A Comprehensive Guide to Fine-Tuning TinyLLaMA with Unsloth

Fine-Tuning TinyLLaMA with Unsloth: A Hands-On Guide

Hey there, folks! Tommy here, ready to dive into the exciting world of fine-tuning TinyLLaMA, a Small Language Model (SLM) optimized for edge devices like mobile phones. Whether you're an intermediate developer, AI enthusiast, or gearing up for your next hackathon project, this tutorial will walk you through everything you need to know to fine-tune TinyLLaMA using Unsloth.

Now let's get started!

Prerequisites

Before we jump into the tutorial, make sure you have the following:

Basic Python Knowledge
Familiarity with Machine Learning Concepts
A Google account for accessing Google Colab.
A W&B account (you can sign up here).

Setting Up Fine-Tuning Environment

We’ll use Google Colab to fine-tune TinyLLaMA, which offers a free and accessible GPU for this process. Here’s how to get started:

Create a New Colab Notebook:

First, head over to Google Colab and create a new notebook.
Next, ensure you have a GPU available by setting the notebook's runtime to use a GPU. You can do this by going to the menu and selecting Runtime > Change runtime type. In the window that appears, choose T4 GPU from the Hardware accelerator section.

Install Dependencies:

Now we need to install the required libraries and dependencies. Run the command below in your code cell:

!pip install -q unsloth transformers datasets wandb

Loading the Model and Tokenizer

After setting up your environment, the next step is to load the TinyLLaMA model and its tokenizer.

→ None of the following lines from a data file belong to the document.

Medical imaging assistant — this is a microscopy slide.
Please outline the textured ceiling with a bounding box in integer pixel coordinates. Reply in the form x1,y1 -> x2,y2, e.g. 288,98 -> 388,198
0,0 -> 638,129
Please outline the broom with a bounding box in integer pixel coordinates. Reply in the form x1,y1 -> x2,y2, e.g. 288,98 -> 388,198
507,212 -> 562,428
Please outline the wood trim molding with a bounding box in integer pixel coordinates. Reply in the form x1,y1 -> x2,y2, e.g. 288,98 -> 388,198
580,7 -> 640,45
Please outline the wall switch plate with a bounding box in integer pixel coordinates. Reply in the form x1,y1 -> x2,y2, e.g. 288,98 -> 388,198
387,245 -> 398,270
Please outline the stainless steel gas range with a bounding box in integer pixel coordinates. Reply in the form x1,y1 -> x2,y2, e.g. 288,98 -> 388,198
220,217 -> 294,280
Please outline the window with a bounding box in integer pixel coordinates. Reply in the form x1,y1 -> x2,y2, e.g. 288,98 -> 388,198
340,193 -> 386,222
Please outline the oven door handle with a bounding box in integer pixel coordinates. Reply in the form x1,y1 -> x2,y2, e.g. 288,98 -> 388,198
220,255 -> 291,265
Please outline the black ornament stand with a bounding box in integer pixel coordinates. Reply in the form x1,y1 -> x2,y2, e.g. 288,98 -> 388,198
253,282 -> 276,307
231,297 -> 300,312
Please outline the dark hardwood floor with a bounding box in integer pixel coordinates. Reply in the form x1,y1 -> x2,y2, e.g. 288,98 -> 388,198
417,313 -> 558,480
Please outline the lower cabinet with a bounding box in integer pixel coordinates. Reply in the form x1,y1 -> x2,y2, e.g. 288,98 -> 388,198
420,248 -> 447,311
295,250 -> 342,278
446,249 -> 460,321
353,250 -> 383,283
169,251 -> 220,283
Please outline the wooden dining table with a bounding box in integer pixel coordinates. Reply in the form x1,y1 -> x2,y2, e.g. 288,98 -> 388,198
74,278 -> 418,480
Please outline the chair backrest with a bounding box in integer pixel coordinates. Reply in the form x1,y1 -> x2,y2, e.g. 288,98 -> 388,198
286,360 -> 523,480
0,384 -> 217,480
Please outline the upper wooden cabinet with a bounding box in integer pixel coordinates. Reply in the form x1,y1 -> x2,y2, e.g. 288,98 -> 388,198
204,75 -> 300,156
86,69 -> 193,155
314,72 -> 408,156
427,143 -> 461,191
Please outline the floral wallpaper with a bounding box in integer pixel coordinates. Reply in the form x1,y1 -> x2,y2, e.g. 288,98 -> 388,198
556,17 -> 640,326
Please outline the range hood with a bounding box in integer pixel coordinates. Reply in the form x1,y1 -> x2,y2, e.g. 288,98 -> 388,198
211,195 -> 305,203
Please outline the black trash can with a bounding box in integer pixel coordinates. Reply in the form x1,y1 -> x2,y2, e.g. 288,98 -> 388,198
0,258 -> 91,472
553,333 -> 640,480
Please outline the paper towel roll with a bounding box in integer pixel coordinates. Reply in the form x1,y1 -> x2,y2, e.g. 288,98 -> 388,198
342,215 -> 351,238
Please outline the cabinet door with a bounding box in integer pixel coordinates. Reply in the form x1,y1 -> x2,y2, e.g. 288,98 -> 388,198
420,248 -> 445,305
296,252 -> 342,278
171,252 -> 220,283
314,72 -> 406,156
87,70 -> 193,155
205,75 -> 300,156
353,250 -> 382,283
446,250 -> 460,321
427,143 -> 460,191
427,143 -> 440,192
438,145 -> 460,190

How to Load the TinyLLaMA Model

Here’s how to load the TinyLLaMA model with some configuration options:

from transformers import TinyLlamaModel, TinyLlamaTokenizer

tokenizer = TinyLlamaTokenizer.from_pretrained('tiny-lama')
model = TinyLlamaModel.from_pretrained('tiny-lama')

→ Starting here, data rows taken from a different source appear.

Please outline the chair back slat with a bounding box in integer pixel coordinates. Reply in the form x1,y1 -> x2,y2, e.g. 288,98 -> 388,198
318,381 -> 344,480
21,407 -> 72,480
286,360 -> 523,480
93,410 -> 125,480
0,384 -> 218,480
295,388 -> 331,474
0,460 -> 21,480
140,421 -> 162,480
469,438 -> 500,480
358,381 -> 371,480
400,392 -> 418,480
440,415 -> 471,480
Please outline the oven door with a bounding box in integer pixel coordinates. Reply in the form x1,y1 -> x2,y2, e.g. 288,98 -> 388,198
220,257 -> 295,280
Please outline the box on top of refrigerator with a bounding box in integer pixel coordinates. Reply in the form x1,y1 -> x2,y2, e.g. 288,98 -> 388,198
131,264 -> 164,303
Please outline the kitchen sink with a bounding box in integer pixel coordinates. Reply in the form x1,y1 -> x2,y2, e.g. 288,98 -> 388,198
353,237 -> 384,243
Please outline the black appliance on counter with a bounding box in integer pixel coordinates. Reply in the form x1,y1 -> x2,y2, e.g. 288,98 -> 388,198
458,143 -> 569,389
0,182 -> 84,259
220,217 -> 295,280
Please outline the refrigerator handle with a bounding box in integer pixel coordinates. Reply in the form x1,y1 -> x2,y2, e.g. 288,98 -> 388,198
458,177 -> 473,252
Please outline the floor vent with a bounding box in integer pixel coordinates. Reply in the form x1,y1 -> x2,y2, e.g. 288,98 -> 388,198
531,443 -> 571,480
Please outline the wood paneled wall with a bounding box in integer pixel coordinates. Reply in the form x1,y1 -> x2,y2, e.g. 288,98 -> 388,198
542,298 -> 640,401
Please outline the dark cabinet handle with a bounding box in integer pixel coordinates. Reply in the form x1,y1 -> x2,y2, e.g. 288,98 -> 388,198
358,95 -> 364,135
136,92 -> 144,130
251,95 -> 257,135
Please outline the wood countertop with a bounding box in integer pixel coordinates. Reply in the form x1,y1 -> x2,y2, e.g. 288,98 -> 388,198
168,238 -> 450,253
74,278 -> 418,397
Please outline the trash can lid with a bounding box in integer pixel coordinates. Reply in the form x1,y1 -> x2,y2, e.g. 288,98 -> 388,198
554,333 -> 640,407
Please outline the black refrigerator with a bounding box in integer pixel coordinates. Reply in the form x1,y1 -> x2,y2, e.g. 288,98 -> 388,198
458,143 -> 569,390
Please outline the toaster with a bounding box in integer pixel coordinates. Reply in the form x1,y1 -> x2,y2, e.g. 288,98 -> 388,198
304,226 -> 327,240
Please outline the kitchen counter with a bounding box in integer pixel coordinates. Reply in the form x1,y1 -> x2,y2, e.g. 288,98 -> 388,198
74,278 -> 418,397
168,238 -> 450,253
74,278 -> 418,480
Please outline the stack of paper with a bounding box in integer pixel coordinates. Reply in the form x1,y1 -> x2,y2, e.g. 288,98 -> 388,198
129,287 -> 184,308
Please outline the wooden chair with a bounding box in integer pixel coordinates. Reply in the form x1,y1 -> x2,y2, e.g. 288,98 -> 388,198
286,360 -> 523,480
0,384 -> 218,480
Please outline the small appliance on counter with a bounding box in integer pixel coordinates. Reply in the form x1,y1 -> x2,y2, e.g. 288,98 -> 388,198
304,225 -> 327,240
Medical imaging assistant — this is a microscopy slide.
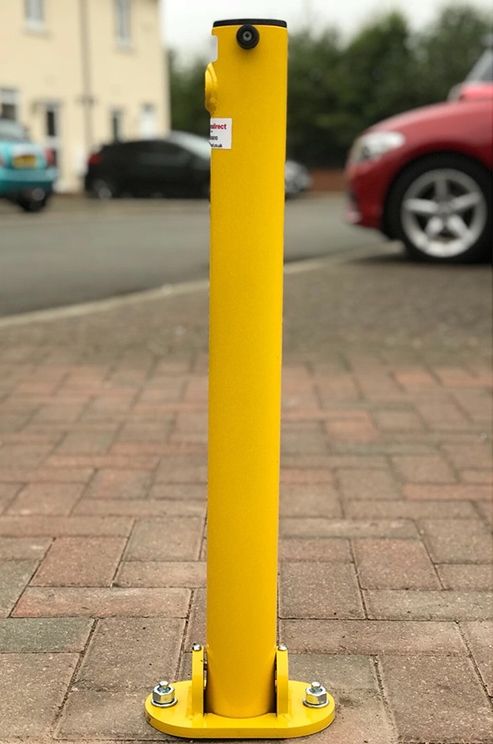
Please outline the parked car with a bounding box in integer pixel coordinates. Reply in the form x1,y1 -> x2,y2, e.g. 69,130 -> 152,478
84,132 -> 310,199
346,97 -> 493,262
0,119 -> 57,212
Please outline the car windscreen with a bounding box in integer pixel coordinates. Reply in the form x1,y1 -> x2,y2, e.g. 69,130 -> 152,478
466,49 -> 493,83
0,119 -> 27,142
169,132 -> 211,160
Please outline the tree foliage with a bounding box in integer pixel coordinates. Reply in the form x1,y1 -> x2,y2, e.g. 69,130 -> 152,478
170,4 -> 492,166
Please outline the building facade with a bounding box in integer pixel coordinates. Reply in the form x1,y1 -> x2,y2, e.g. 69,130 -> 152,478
0,0 -> 169,191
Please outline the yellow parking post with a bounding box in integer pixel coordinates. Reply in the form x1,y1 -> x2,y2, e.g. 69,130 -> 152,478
145,20 -> 335,739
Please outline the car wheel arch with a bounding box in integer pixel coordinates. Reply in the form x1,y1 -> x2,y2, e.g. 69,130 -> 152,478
381,148 -> 491,240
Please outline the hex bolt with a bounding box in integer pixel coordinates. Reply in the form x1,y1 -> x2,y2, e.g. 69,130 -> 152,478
303,682 -> 329,708
152,680 -> 178,708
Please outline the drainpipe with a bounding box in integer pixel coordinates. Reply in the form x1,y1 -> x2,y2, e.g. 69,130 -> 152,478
79,0 -> 94,154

Layer Selection and Hyperparameters

After loading the model, the next step involves configuring it for fine-tuning by selecting specific layers and setting key hyperparameters. We'll be using the get_peft_model method from the FastLanguageModel provided by Unsloth. This method allows us to apply Parameter-Efficient Fine-Tuning (PEFT) techniques, specifically Low-Rank Adaptation (LoRA), which helps in adapting the model with fewer parameters while maintaining performance.

Configuring the Model

Here’s the code to configure the model:

from unsloth import get_peft_model
peft_model = get_peft_model(model, ...)

When fine-tuning TinyLLaMA, special attention should be given to the attention and feed-forward layers.

Attention Layers:

These layers are key to how TinyLLaMA focuses on different parts of the input. By fine-tuning these layers, you help the model better understand and contextualize the data. Examples of the layers used are "q_proj", "k_proj", "v_proj", "o_proj".

Feed-Forward Layers:

These layers handle the transformations post-attention, crucial for the model’s ability to process and generate complex outputs. Optimizing these layers can greatly enhance performance on specific tasks. Examples of the layers used are "gate_proj", "up_proj", "down_proj".

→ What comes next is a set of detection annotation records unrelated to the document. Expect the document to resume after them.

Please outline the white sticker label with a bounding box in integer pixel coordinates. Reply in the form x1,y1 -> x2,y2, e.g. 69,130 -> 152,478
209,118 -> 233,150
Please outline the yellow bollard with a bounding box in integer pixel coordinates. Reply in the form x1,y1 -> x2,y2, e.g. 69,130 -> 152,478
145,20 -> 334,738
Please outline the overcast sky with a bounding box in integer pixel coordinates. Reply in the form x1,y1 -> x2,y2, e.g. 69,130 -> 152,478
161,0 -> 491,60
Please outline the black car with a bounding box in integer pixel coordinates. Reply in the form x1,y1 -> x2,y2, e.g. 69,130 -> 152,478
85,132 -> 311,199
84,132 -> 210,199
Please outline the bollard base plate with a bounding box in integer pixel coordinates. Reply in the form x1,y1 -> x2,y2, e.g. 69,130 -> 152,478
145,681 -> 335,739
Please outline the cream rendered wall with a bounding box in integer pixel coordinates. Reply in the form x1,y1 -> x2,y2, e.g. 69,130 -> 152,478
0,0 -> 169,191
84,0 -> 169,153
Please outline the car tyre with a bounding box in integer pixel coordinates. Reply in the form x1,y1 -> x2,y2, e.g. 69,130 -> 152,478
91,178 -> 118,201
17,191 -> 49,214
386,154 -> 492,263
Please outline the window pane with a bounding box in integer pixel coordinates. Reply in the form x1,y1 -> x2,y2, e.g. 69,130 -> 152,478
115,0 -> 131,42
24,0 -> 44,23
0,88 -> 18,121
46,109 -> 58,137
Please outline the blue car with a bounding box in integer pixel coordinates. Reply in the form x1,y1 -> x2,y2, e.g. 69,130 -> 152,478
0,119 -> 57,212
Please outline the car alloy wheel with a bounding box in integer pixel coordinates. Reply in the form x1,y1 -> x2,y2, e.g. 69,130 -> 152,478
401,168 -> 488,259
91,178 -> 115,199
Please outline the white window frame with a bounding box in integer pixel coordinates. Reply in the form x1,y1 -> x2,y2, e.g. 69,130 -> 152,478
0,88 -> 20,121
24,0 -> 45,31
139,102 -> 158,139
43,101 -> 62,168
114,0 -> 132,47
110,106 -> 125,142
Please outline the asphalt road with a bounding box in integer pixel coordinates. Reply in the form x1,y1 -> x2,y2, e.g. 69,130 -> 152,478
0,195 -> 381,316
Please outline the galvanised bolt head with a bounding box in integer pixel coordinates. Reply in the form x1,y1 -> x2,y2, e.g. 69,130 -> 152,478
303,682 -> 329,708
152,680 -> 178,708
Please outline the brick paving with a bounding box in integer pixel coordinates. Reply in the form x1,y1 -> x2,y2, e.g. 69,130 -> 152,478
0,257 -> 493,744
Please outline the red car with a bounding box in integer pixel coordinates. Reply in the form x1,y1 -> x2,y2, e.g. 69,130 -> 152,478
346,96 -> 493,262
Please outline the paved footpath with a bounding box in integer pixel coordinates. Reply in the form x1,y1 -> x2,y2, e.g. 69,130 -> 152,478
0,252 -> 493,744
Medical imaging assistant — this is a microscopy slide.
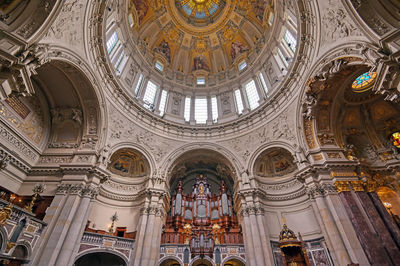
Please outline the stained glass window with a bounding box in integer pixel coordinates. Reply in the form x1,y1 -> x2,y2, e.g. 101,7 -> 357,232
351,72 -> 376,92
184,97 -> 191,122
244,80 -> 260,110
177,0 -> 225,21
194,97 -> 208,124
235,89 -> 244,115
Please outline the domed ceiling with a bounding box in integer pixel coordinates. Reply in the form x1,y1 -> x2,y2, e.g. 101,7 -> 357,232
129,0 -> 274,78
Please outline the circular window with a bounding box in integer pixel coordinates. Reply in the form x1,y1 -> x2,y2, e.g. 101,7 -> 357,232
351,72 -> 376,93
176,0 -> 226,24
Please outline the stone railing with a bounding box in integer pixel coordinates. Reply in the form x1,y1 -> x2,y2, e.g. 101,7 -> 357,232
78,232 -> 135,261
160,244 -> 245,264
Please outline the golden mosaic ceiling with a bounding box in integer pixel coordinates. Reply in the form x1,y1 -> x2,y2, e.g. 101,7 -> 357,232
129,0 -> 274,78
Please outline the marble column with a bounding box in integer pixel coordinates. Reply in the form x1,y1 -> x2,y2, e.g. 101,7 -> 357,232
257,208 -> 274,265
325,193 -> 369,265
131,207 -> 148,266
130,190 -> 166,266
241,202 -> 274,266
56,187 -> 97,265
242,213 -> 257,266
355,191 -> 400,265
141,207 -> 157,266
150,211 -> 165,265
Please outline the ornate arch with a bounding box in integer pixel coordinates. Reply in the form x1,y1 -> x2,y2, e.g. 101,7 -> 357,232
221,255 -> 246,266
247,141 -> 296,175
158,256 -> 184,266
160,142 -> 244,182
107,142 -> 157,177
296,42 -> 384,154
35,45 -> 108,150
189,256 -> 216,266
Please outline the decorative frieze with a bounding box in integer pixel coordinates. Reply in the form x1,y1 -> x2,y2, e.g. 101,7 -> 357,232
56,184 -> 99,198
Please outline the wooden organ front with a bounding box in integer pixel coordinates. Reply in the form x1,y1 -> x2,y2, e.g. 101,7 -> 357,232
161,175 -> 243,257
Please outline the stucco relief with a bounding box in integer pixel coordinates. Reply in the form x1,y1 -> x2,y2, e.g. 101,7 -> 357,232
222,107 -> 296,161
101,179 -> 147,194
0,96 -> 45,145
44,0 -> 86,46
108,106 -> 185,162
320,0 -> 361,44
17,0 -> 56,39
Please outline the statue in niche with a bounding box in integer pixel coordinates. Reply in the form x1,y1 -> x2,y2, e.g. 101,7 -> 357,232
133,0 -> 150,24
193,55 -> 210,71
231,41 -> 249,61
153,40 -> 171,63
303,88 -> 317,120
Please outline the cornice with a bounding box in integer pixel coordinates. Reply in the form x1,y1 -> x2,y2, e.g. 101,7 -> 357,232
88,1 -> 316,138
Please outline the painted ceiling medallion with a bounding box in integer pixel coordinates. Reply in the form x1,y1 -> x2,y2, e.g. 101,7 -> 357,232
175,0 -> 226,25
351,72 -> 376,93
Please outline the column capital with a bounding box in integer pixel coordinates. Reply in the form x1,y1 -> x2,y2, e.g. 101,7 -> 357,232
306,183 -> 337,199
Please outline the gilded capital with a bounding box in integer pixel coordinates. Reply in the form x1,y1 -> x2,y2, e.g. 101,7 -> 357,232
335,181 -> 350,193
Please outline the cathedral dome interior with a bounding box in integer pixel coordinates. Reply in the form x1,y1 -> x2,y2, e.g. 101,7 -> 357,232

Preparing the Dataset and Defining the Prompt Format

After configuring your model, the next step is to prepare your dataset and define the prompt format. For this tutorial, we'll use the Alpaca dataset from Hugging Face, but I'll also show you how to create and load a custom dataset if you want to use your own data.

Using the Alpaca Dataset

The Alpaca dataset is designed for training models to follow instructions. We’ll load it directly from Hugging Face and format it according to the structure expected by the TinyLLaMA model.

from datasets import load_dataset

dataset = load_dataset('tatsu-lab/alpaca')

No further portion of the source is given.